French Far-Right Leader Cancels US Speech After Bannon's Controversial Gesture

French Far-Right Leader Cancels US Speech After Bannon's Controversial Gesture
Grzegorz
Grzegorz5 months ago

French far-right leader Jordan Bardella decided to cancel his scheduled talk at the US Conservative Political Action Conference (CPAC) in National Harbor, Maryland, on Friday morning. This decision came after a controversial salute by Donald Trump’s former aide, Steve Bannon, reminiscent of a fascist gesture, which he displayed mere hours before. Bannon, known for his role in Trump’s 2016 president election victory and current status as a right-wing podcast host, concluded his CPAC speech on Thursday with an outstretched arm, fingers pointed, palm down – a gesture evocative of the Nazi salute. This act also recalled a similar gesture made by tech giant Elon Musk at the US president’s second inauguration in January.

Citing Bannon’s gesture as an allusion to “Nazi ideology,” Bardella, a member of France’s hard-right National Rally party, chose to withdraw from CPAC. The salute from Bannon during his speech was met with cheers from the audience at the event. Bardella, who was already in Washington and planned to address US-French relations, released a statement which read: “Yesterday, while I was not present in the room, one of the speakers provocatively made a gesture alluding to Nazi ideology. I, therefore, made the swift decision to cancel my afternoon speech.”
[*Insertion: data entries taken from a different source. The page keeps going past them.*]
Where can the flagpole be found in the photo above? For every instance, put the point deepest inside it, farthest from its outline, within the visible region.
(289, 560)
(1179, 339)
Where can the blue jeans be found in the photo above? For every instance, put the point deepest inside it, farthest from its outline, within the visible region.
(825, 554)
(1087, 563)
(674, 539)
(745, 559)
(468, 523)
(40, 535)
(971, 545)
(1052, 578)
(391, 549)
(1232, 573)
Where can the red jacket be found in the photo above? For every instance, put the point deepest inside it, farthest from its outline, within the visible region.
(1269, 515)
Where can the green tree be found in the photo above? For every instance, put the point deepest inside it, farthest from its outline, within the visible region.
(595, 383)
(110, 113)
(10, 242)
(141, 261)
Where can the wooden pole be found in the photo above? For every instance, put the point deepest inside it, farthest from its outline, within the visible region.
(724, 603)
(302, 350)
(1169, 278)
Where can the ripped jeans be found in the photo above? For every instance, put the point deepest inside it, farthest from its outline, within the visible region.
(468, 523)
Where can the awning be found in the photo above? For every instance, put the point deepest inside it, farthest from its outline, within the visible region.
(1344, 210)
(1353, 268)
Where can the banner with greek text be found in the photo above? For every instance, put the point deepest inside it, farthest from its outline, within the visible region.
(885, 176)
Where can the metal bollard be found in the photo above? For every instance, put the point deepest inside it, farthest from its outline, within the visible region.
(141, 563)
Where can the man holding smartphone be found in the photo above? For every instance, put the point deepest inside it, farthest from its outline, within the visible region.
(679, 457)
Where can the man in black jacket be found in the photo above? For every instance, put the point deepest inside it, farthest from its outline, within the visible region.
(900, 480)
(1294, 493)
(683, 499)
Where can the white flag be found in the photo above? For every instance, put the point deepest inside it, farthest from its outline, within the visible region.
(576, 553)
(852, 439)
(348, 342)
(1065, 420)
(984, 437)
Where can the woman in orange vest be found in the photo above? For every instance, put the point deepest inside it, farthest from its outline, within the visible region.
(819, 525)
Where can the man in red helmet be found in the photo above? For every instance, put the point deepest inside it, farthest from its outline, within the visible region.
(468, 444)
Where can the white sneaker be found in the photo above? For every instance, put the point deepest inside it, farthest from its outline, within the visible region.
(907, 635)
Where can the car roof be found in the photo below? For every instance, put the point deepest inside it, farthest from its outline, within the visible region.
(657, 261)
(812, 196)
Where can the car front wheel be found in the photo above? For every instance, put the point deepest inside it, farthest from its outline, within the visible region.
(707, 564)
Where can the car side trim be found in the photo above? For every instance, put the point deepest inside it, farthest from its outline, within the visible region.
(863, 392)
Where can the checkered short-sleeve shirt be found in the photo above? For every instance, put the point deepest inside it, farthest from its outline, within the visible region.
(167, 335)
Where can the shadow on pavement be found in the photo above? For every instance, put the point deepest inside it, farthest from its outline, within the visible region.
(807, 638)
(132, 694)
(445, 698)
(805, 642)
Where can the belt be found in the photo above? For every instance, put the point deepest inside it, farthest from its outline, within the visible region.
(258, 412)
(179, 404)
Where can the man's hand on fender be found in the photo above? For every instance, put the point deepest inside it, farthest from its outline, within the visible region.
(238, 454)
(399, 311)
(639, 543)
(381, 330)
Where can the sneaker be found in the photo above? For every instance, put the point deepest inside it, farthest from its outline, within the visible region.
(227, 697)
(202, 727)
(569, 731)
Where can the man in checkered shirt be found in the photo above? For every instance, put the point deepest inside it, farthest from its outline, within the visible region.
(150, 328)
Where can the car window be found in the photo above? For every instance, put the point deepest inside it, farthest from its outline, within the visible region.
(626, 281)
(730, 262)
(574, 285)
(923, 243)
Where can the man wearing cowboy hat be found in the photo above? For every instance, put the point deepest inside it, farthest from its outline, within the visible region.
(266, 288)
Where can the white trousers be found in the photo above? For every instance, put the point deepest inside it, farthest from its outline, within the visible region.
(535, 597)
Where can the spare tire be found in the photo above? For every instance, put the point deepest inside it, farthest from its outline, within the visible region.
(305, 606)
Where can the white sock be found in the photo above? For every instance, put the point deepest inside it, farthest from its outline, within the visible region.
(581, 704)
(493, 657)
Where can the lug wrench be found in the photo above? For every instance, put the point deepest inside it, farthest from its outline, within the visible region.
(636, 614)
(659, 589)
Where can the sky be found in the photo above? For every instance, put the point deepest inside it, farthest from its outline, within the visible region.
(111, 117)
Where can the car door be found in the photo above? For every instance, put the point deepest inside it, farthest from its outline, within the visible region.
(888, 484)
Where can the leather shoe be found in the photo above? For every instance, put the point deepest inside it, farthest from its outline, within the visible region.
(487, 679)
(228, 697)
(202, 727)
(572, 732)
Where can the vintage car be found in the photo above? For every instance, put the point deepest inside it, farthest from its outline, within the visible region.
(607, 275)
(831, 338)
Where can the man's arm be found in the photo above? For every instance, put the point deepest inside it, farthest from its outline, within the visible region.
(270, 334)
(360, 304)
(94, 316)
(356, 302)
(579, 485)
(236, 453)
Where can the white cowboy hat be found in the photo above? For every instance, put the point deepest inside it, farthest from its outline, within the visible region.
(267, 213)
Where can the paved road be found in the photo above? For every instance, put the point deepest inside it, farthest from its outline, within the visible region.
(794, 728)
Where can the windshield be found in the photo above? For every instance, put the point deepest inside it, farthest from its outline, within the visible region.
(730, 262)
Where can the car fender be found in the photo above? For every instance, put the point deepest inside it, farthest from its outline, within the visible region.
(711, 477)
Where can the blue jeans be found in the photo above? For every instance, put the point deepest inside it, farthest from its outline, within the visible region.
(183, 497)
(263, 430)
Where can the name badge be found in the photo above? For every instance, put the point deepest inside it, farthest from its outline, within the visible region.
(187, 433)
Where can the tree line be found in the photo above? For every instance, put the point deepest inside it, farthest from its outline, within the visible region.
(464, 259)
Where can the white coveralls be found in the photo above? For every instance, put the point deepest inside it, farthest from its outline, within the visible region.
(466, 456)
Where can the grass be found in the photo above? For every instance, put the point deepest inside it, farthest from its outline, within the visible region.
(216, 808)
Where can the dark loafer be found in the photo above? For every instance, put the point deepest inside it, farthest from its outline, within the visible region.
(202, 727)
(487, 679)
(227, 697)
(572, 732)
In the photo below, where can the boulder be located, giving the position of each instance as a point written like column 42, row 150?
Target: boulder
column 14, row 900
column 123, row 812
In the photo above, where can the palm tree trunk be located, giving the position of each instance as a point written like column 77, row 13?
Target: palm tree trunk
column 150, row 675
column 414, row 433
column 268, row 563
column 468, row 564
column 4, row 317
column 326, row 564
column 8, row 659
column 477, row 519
The National Rally party was outperformed during France’s snap election last summer by a left-leaning coalition. On Thursday evening, Bannon amped up the CPAC attendees with his talk, following Elon Musk, someone who has eclipsed him in Trump’s inner circle, and with whom Bannon shares a contentious relationship. “The only way they win is if we retreat; but we won’t retreat, surrender, or quit. We will fight, fight, fight,” he passionately declared, mirroring Trump’s motivational chants to his supporters post an assassination attempt.

Subsequently, Bannon extended his right arm at an angle with the palm facing down. While the more renowned Nazi salute, associated with Adolf Hitler, typically involves the arm pointing directly forward, Bannon and Musk’s gestures carried clear fascist undertones.

The Anti-Defamation League, which works against antisemitism, describes the Nazi salute as “raising an outstretched right arm with the palm down.” Some observers identified Bannon’s gesture, similar to Musk’s, as a “Roman salute,” though historians often argue this is simply a misleading distinction. Among some right-wing supporters, there’s a baseless claim that the Roman salute hails from ancient Roman times. However, historians have established that it was actually adopted in the 1920s by Italian Fascist leader Benito Mussolini and later by Hitler’s Nazi party in Germany.